Şimdi, mahkeme boyutuna gelince, savcılığın bu olayı delillendirecek bazı belgeleri sunmasını bekliyoruz ama iddianameye bakıyoruz, bomboş. Bu suçlamanın, Gülsüm Koç'un bulunduğu yerle ilgili, suçlamanın bulunduğu yerde MOBESE kameraları var, kayıt altına alınan görüntüler var ama iddianamede bu MOBESE kameralarının da hiçbir şekilde incelenmediğini ve bu iddianameye alınmadığını çok rahatlıkla görüyoruz.
Mahkemenin sonucunda da yine içler acısı bir durum var. Gülsüm Koç'un elinde barut izine rastlanmıyor. Ateşli silah yaralanması ya da ateşli silah bulundurmayla ilgili Gülsüm Koç'un beraatına karar veriliyor ama gizli tanık ifadelerinden dolayı da 19 yaşındaki bir öğrenciye müebbet hapis cezası veriliyor. Bunu kabul etmek mümkün değil. Bakın, çağdaş, demokratik ülkelerde, hukuk ülkelerinde zaten sadece gizli tanık ifadeleriyle herhangi bir yargısal sürecin yürütülmesi mümkün değil ama uzun süredir Türkiye'de gizli tanık ifadeleriyle maalesef hukuk skandalları devreye konmuş durumda. Şu anda kamuoyunu rahatsız eden bütün davalarda gizli tanık ifadeleri her geçen gün hukuku katlediyor. En sonunda bu Gülsüm Koç olayında 19 yaşındaki bir öğrencinin bütün hayatının altüst edilmesiyle ilgili bir süreçle karşı karşıya bulunmaktayız.
Bakın, bu olaydan yararlı kurtulan polis memurları daha sonra mahkemede ifade veriyorlar ve şöyle diyorlar, Polis Memuru Hasan Hüseyin Korkut -geçiyorum ifade kısmını- şöyle diyor: "Gecenin de karanlık olması nedeniyle bize ateş açan şahısları ben görmedim, arkadaşım da görmemişti. Olay nedeniyle sanıklardan şikâyetçiyim, cezalandırılmalarını istiyorum. Huzurda bulunan sanık veya başkaca bir kimseyi de görme fırsatım olmadı." Yani öncesinde imzalatılan tutanak da bu yaralı kurtulan polis memurlarının vermiş olduğu ifadeyle tamamen geçersiz kılınmış durumda. Dolayısıyla, burada 19 yaşındaki bir lise öğrencisinin bütün hayatını karartan bir yargı kararıyla karşı karşıyayız.

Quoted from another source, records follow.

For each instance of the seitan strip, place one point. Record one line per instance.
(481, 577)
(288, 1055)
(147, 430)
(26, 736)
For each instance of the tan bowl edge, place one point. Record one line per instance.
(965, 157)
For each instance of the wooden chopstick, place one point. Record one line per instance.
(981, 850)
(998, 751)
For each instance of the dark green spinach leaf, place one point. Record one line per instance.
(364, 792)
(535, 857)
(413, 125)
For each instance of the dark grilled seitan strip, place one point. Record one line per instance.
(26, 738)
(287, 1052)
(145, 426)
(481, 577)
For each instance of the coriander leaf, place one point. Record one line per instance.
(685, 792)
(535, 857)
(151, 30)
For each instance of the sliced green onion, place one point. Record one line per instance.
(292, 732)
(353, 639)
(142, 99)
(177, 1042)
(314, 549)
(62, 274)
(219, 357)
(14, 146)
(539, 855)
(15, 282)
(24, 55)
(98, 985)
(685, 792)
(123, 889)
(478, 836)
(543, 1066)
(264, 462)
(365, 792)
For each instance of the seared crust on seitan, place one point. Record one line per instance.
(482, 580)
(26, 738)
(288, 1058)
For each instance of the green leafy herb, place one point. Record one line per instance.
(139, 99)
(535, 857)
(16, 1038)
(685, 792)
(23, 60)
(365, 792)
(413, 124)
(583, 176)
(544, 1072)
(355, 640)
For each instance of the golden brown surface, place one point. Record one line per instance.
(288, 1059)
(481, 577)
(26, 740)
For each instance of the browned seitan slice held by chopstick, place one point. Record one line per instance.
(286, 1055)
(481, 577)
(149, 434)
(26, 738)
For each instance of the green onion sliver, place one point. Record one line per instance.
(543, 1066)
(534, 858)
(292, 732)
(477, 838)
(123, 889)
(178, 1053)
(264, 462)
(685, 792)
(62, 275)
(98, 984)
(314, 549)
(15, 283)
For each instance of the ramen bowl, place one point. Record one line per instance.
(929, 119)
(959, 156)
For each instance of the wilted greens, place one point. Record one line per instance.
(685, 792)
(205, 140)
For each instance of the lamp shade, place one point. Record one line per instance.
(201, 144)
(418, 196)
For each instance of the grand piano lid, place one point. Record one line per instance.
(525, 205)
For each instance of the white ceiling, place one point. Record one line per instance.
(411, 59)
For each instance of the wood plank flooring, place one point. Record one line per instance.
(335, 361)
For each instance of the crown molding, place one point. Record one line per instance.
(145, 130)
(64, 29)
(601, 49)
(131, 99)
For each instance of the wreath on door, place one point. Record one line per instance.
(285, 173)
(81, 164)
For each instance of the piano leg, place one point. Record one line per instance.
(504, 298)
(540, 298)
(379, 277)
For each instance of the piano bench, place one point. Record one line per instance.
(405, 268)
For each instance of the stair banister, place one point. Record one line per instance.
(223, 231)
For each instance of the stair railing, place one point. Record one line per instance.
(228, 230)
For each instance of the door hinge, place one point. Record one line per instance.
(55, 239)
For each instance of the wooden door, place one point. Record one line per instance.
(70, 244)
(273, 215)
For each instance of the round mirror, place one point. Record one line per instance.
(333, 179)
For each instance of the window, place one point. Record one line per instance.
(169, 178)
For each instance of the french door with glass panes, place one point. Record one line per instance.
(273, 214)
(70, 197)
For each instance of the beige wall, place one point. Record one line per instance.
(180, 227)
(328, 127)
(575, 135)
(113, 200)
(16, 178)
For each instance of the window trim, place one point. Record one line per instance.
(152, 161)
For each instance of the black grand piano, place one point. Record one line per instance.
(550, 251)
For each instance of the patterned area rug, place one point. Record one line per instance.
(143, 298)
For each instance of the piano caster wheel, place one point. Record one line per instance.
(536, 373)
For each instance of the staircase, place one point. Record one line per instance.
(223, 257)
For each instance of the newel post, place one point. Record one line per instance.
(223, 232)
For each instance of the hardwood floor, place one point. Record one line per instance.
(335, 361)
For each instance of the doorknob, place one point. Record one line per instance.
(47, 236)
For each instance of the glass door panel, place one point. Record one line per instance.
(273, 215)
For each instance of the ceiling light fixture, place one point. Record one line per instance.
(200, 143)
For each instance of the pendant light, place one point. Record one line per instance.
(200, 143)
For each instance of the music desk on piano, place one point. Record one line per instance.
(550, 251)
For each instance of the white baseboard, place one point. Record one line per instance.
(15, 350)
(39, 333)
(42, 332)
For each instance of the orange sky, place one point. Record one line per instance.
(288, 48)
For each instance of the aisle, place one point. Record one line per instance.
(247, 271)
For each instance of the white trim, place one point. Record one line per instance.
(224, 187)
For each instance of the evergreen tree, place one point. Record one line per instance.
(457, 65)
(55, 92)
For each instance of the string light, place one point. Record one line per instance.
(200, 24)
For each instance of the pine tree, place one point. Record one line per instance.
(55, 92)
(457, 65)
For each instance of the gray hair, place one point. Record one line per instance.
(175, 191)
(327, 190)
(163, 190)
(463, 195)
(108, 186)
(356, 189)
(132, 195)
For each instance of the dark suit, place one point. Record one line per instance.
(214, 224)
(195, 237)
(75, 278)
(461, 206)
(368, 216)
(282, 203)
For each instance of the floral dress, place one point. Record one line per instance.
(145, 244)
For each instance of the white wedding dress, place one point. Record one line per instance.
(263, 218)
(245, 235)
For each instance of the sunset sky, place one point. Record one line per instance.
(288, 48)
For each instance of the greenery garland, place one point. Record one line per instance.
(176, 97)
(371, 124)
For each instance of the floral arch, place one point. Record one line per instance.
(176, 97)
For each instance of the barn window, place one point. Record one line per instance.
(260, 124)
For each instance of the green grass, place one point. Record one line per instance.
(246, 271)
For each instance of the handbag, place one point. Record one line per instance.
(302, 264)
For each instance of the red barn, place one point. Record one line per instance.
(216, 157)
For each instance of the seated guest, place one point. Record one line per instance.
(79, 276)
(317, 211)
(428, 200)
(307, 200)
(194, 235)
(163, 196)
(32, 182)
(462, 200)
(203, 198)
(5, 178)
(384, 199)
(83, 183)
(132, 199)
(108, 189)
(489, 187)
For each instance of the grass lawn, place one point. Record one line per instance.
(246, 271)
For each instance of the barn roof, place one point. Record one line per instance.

Bu konuyla ilgili kamuoyunda çıkan haberlerden sonra Adalet Bakanlığının dosyayı isteyip şu anda incelettiğini biliyoruz. Bizler de Adalet Bakanlığı yetkilileriyle görüştük. Dosyayla ilgili süreçler Yargıtayda tekrar görüşülecek. Biz Gülsüm Koç'la ilgili verilen bu hukuk dışı kararın bir an önce kaldırılması gerektiğini düşünüyoruz.
(Mikrofon otomatik cihaz tarafından kapatıldı)
İDRİS BALUKEN (Devamla) - Gizli tanık ifadeleriyle herhangi bir belgeye, bilgiye, bulguya, veriye dayanmadan, bu şekilde bir insanın bütün hayatını mahvedecek şekilde süreçlerin altına imza atan yargısal süreçlerin de bitmesi gerektiğine inanıyoruz. Bu konuda ben Meclisi duyarlılığa çağırıyorum.